Soon after the Crain and Crain report was released in 2010, CPR published a White Paper that demonstrated the unreliability and implausibility of the Crain and Crain report’s methodologies and findings. A few months later, the nonpartisan Congressional Research Service (CRS) released its own analysis of the Crain and Crain report, and its findings were equally damning. Then the Economic Policy Institute (EPI) separately analyzed the Crain and Crain report, and concluded the Crain and Crain report was based on a “flawed economic model and faulty data.” All of this caused then Administrator of the Office of Information and Regulatory Affairs (OIRA) to describe the study as “deeply flawed” and an “urban legend” in congressional testimony. And in addition to employing indefensible methodologies to support their calculations for costs, the Crain and Crain report’s authors ignored regulatory benefits, a move that ensured that the report’s findings would be ripe for precisely the kind of abuse and misuse by anti-regulatory forces that SBA’s Office of Advocacy is now trying to walk away from.

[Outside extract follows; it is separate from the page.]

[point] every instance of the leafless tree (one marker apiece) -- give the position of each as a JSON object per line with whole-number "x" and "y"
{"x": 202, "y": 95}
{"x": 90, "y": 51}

Sure enough, the fantastical $1.75 trillion dollar estimate has been cited time and time again by industry lobbyists and regulatory criticsin Congress, even after the report itself had been debunked, to support troubling anti-regulatory legislation, such as the REINS Act. After handing this Christmas gift to the anti-regulatory forces, SBA’s Office of Advocacy owes the public something more than burying a begrudging acknowledgment of the report’s weakness on an obscure webpage.
When I wrote Dr. Winslow Sargeant, the head of the SBA Office of Advocacy, asking that his agency completely disavow the Crain and Crain report, he offered a disappointing response that attempted to rehabilitate the Crain and Crain report’s findings and methodology. So, it is encouraging that the SBA Office is now being a little more forthright in its criticisms of the report. Yet, the Crain and Crain report has so polluted the public debate over regulatory policy that this half step by SBA’s Office of Advocacy is plainly inadequate. It is time for the agency to disavow the report completely, remove any vestige of it from its website, and adopt procedures to ensure that it does not pay for and publicize similarly misleading research again. As a fiduciary of the public’s money, it owes nothing less.